Para Chesterton, y lo dice muy bellamente, con palabras que me llevan rondando años (¿palabras eternas?), la eternidad es como una noche de cena y copas con buenos amigos, amigos de verdad, en la que se hablan de temas profundos en una conversación intensa y amena, en la que los contertulios se entregan y llegan a ser, más que nunca, ellos mismos, como si sacaran de sí una cierta bondad, algo precioso como un diamante que brilla solamente en esas ocasiones. Esas noches que querríamos que no acabaran nunca, son, según Chesterton, el remedo de lo que pasa en el “Cielo”. El Cielo, según él, es como una de esas tertulias amistosas en las que ni las viandas ni el vino se acaban nunca y que ellas mismas, nunca terminan. Ese sentimiento de profundo agrado y placer, que genera gratitud ante la existencia, que arraiga en el mundo y las sensaciones, pero se continúa en un ámbito que es un para siempre, el para siempre de los cuentos infantiles, es la vida eterna. Pero no me resisto a citar al propio Chesterton, que es quien dice esto eternamente:

“Dickens está ahí, como las personas corrientes de todas las épocas, para crear deidades; está ahí, como he dicho, para exagerar la vida en la dirección de la vida. En el fondo, el espíritu que celebra es el de dos amigos que comparten una botella de vino y se pasan la noche hablando. Aunque, en su caso, se trate de dos amigos inmortales que hablan en una noche interminable y se sirven vino de una botella inagotable” (p. 71).

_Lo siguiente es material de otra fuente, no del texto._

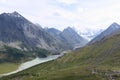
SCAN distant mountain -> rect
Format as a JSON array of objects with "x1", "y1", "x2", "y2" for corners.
[
  {"x1": 0, "y1": 12, "x2": 69, "y2": 52},
  {"x1": 79, "y1": 29, "x2": 104, "y2": 41},
  {"x1": 4, "y1": 24, "x2": 120, "y2": 80},
  {"x1": 90, "y1": 23, "x2": 120, "y2": 44},
  {"x1": 46, "y1": 27, "x2": 88, "y2": 49}
]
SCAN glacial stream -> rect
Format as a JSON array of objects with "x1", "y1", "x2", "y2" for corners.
[{"x1": 0, "y1": 51, "x2": 67, "y2": 76}]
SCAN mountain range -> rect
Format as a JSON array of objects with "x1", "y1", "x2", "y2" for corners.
[
  {"x1": 1, "y1": 23, "x2": 120, "y2": 80},
  {"x1": 0, "y1": 11, "x2": 88, "y2": 62}
]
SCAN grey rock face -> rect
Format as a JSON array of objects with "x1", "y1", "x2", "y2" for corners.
[
  {"x1": 0, "y1": 12, "x2": 64, "y2": 51},
  {"x1": 89, "y1": 23, "x2": 120, "y2": 44},
  {"x1": 47, "y1": 27, "x2": 88, "y2": 49}
]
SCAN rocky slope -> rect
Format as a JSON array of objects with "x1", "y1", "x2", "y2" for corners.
[
  {"x1": 89, "y1": 22, "x2": 120, "y2": 44},
  {"x1": 46, "y1": 27, "x2": 88, "y2": 49},
  {"x1": 0, "y1": 12, "x2": 67, "y2": 51},
  {"x1": 1, "y1": 22, "x2": 120, "y2": 80}
]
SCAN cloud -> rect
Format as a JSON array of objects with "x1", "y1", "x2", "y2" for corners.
[
  {"x1": 0, "y1": 0, "x2": 120, "y2": 30},
  {"x1": 57, "y1": 0, "x2": 78, "y2": 5}
]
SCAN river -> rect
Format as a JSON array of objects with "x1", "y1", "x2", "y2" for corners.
[{"x1": 0, "y1": 51, "x2": 68, "y2": 76}]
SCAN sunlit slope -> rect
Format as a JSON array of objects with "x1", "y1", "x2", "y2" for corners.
[{"x1": 1, "y1": 34, "x2": 120, "y2": 80}]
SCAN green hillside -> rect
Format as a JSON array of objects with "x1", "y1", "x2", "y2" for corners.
[{"x1": 0, "y1": 34, "x2": 120, "y2": 80}]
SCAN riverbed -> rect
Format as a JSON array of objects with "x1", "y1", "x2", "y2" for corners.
[{"x1": 0, "y1": 51, "x2": 67, "y2": 76}]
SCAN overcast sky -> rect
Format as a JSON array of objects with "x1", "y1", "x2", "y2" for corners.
[{"x1": 0, "y1": 0, "x2": 120, "y2": 30}]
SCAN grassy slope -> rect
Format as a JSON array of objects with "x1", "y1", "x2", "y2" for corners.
[
  {"x1": 0, "y1": 63, "x2": 19, "y2": 74},
  {"x1": 1, "y1": 35, "x2": 120, "y2": 80}
]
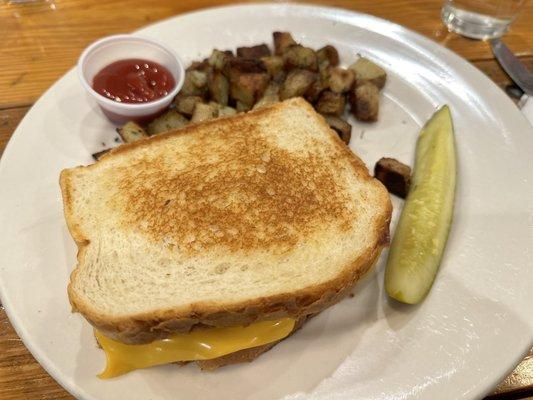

El relato realista refleja lo contrario, dice Chesterton. En la medida que se aleja de lo mítico, sus argumentos y personajes aparecen veteados de precariedad, de muerte, de cambio. Solo que eso, a la mayoría de las personas, ni les interesa ni se les ocurre relacionarlos con su vida, por muy naturalista o realista que sea la historia. De hecho, la vida corriente, su vida, no les interesa. En la literatura buscan, exactamente igual que los niños, participar de los eternos arquetipos que han hecho vibrar a la humanidad durante siglos. Toda la literatura infantil es así, dice nuestro autor inglés. No interesa regodearse en lo indigente y precario de la propia existencia.

Alguien puede replicar fácilmente a todo esto. Se puede contestar que parece latir un peligroso no ya conservadurismo, sino espíritu reaccionario en Chesterton y en estas ideas que defiende. Pero eso no es cierto, si se le entiende bien. En relación con Dickens, acusado precisamente de esto, lo señala:

“Esos optimistas más elevados, de los que Dickens formaba parte, no aprueban el universo, ni siquiera lo admiran: se enamoran de él. Abrazan la vida con demasiada fuerza para criticarla o verla siquiera. Para los hombres así, la existencia tienen la arrebatadora belleza de una mujer y quienes la aman con mayor intensidad son los que menos motivos tienen para amarla” (p. 63)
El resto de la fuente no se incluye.